‘Dat weten we nog niet,’ zei Thóra. ‘De politie zal binnenkort met je komen praten, dus ik kan je beter niet te veel vertellen. Ik wilde je alleen één ding vragen.’ Ze wachtte even, maar Elín zei niets, dus ging ze verder: ‘Achter het huis, aan de oostkant, staat een groot rotsblok waarin een vers is gegraveerd dat volgens mij uit een volksverhaal komt. Iemand moet het daar hebben neergezet, want het is niet het werk van de natuur. Kun jij me er misschien iets over vertellen, of weet je wie het er heeft neergezet?’
‘Het rotsblok?’ zei Elín, stomverbaasd. ‘Wat heeft dat met de hele zaak te maken?’

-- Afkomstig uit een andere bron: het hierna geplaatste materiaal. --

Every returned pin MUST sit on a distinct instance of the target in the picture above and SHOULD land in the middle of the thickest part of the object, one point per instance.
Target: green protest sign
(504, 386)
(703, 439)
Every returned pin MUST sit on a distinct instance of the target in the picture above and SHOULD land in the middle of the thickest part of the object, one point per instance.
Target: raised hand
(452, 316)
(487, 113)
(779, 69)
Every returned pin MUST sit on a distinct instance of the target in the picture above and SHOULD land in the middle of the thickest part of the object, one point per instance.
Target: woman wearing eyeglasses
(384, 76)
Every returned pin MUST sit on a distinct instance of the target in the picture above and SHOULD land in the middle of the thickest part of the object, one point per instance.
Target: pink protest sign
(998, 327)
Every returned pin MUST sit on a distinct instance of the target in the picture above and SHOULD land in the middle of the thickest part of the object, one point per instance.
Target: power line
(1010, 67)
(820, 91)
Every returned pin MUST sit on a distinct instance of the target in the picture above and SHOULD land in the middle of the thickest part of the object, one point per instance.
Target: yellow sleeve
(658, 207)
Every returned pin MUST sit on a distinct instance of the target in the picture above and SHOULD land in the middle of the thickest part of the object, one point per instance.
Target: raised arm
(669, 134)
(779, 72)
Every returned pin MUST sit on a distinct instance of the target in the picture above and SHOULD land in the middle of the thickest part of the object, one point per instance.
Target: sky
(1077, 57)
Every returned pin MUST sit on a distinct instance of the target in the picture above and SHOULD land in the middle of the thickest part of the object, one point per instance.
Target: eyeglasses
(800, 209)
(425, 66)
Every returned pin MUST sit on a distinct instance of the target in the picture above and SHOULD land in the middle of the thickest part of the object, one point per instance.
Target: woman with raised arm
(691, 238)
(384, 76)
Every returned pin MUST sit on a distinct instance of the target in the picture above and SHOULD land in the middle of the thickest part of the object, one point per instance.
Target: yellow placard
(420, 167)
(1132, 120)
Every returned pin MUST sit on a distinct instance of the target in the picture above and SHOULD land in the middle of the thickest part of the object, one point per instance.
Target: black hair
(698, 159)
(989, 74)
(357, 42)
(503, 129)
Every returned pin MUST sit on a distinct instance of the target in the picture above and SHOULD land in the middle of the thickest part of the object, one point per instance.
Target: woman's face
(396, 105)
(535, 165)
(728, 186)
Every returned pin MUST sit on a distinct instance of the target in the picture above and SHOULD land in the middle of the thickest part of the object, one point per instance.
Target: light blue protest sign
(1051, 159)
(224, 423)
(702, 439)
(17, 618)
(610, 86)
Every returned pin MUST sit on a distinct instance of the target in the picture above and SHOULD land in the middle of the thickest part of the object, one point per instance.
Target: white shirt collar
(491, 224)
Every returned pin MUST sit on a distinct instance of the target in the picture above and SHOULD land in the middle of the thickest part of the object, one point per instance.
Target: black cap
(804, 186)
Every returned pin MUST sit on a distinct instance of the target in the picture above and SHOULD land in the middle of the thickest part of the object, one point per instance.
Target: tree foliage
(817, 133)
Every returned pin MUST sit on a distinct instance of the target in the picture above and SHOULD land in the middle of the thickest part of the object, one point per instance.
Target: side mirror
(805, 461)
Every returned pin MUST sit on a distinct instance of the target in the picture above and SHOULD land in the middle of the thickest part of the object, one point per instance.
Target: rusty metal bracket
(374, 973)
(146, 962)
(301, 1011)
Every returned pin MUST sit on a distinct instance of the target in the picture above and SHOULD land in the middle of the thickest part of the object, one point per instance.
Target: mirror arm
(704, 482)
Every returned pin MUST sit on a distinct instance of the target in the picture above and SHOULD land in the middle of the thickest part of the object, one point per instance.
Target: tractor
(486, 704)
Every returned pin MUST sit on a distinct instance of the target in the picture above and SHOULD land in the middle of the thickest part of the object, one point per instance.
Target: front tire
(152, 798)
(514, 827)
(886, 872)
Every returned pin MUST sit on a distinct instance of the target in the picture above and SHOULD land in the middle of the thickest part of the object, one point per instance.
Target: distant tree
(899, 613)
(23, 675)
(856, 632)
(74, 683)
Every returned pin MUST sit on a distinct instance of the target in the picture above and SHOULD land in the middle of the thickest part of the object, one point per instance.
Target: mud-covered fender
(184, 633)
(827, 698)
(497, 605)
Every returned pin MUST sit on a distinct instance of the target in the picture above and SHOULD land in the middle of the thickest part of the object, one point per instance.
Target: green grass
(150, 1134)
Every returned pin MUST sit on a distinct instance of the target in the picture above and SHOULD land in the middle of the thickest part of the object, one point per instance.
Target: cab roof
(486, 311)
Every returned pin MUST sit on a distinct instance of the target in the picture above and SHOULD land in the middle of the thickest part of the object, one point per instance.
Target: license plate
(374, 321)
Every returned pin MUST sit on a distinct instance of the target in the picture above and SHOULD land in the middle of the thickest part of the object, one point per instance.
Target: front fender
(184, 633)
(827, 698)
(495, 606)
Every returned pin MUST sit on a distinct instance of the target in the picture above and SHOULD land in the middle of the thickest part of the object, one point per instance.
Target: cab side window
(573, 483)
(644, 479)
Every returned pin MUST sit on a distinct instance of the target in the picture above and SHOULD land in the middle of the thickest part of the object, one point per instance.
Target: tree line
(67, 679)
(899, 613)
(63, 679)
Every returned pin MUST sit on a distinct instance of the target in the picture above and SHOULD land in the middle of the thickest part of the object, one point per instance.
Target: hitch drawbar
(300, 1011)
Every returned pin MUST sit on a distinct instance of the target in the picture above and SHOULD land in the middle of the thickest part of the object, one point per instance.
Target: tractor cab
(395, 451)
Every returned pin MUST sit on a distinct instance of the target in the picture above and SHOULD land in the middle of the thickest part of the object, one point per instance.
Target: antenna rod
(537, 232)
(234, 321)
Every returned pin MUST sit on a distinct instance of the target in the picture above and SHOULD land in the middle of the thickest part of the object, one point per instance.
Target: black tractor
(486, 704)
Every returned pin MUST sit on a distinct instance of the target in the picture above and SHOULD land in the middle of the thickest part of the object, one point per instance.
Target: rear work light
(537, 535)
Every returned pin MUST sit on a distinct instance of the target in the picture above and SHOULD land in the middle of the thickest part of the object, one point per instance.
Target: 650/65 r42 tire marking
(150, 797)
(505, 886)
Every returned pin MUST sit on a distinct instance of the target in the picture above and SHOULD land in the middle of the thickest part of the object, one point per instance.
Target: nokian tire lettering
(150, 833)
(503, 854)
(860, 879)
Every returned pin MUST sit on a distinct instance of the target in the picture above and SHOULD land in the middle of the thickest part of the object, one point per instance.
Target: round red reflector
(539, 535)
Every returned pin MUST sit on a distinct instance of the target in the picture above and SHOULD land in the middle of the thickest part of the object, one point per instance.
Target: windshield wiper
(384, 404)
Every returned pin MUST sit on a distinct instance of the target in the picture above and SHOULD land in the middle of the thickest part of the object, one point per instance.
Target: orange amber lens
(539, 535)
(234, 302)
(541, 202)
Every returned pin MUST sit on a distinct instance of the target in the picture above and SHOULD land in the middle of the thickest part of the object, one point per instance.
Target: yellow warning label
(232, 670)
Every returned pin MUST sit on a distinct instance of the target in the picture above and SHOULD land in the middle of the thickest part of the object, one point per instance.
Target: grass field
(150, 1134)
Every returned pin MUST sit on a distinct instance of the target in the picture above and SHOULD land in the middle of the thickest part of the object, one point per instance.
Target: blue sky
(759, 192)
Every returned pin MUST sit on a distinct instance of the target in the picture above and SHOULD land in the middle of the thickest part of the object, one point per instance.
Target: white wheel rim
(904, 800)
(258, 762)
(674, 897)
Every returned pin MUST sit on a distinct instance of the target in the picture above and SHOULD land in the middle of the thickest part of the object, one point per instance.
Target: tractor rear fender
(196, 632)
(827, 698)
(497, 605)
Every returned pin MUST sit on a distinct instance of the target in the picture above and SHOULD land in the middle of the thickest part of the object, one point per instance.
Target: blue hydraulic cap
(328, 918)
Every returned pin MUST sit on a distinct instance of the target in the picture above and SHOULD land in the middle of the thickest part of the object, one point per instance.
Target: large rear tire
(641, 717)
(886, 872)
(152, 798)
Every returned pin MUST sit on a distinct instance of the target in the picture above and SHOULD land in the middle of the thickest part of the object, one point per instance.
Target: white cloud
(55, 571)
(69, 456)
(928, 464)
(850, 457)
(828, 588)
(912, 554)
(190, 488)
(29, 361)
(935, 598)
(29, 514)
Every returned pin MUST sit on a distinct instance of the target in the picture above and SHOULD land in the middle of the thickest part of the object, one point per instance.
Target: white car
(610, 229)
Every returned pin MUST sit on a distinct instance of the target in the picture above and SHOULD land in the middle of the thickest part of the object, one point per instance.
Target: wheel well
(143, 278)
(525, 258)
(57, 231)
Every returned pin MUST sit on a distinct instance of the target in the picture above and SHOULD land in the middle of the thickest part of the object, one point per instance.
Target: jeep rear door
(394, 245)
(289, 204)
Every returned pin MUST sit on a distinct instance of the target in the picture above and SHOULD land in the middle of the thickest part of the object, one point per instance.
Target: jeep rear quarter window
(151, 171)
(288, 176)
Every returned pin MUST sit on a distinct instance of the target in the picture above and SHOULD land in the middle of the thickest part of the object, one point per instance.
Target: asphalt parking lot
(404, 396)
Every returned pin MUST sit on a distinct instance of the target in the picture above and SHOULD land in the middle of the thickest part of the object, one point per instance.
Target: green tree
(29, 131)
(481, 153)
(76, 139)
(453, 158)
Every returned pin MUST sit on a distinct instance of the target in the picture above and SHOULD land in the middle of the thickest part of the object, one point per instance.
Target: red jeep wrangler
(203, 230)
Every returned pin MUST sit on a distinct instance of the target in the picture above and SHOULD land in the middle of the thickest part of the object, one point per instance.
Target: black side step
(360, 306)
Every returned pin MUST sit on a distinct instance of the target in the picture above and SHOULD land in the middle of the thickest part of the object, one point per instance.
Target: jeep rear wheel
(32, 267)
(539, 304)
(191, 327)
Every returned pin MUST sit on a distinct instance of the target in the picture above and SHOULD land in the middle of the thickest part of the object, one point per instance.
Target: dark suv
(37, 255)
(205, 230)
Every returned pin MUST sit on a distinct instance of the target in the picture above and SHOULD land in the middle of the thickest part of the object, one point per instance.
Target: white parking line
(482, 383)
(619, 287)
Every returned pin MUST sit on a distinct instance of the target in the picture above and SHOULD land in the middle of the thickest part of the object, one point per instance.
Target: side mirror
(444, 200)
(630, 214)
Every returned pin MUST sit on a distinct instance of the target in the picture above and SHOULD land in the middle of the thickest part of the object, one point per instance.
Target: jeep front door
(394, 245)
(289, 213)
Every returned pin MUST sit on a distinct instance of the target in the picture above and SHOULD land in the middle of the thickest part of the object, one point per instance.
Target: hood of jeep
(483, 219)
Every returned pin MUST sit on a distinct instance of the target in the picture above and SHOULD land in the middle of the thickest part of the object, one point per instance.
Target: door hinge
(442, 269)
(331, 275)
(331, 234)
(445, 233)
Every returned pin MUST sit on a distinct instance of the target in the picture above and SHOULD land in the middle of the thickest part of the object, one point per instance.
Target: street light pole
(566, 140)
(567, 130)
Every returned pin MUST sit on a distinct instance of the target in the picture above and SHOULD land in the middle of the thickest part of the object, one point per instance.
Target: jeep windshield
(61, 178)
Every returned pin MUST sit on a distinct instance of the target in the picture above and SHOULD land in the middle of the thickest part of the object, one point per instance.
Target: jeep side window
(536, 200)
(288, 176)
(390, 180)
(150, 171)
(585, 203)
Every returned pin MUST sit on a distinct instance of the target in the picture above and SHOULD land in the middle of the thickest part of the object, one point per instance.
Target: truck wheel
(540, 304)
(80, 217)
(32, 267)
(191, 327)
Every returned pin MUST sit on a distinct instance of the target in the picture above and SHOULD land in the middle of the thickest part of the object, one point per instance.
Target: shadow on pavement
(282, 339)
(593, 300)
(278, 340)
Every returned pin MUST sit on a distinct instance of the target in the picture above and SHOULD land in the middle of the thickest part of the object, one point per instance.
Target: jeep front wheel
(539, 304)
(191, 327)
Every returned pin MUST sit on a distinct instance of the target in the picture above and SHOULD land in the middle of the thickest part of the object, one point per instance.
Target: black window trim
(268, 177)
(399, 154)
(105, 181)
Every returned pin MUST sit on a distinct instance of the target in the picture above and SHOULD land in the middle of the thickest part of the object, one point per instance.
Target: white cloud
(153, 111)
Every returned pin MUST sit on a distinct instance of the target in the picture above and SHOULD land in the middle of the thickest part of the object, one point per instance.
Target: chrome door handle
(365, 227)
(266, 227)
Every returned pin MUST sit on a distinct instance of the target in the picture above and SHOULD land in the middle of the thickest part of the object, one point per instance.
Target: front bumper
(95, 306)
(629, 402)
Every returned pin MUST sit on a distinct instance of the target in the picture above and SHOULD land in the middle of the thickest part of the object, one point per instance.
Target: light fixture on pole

‘Misschien niets,’ zei Thóra, niet geheel naar waarheid. ‘Ik wil alleen graag weten wat het is, zodat ik het kan uitsluiten als bewijsmateriaal.’ Ze hoopte maar dat Elín haar zou geloven.
‘Ik kan je verzekeren dat het niets met dit alles te maken heeft,’ zei Elín. ‘Dat rotsblok is daar lang geleden neergezet door mijn moeder. Het was een soort huwelijkscadeau aan zichzelf, althans dat heeft ze mij altijd verteld. Vraag me niet waarom — ze heeft het nooit uitgelegd — maar je kunt er rustig van uitgaan dat het niets te maken heeft met een dood kind.’
Thóra stond ervan te kijken dat het Málfrídur, Grímurs dochter, was geweest die het rotsblok daar had geplaatst, en toen vervolgde ze: ‘Nog één ding. Wat kwamen jij en je broer, Börkur, hier zondagavond doen? Ik heb een uitdraai van de politie waarop de voertuigen vermeld staan die die dag door de tunnel zijn gekomen en jullie staan er allebei op.’
‘Wij kwamen naar jou toe,’ antwoordde Elín geërgerd. ‘Weet je dat niet meer? Jij zou ons die maandag komen opzoeken. Wij besloten de ochtenddrukte voor te zijn en al de avond ervoor naar Stykkishólmur te rijden. Je denkt toch zeker niet dat Börkur en ik iets met die moordzaak te maken hebben?’
Thóra begon aan een halfslachtige uitleg. ‘Het is gewoon een van de punten die ik wil kunnen afstrepen,’ legde ze uit.
‘Nou, dan kun je deze ook afstrepen: Börkur is donderdag ook niet naar het westen gereden om iemand te vermoorden,’ zei Elín bits.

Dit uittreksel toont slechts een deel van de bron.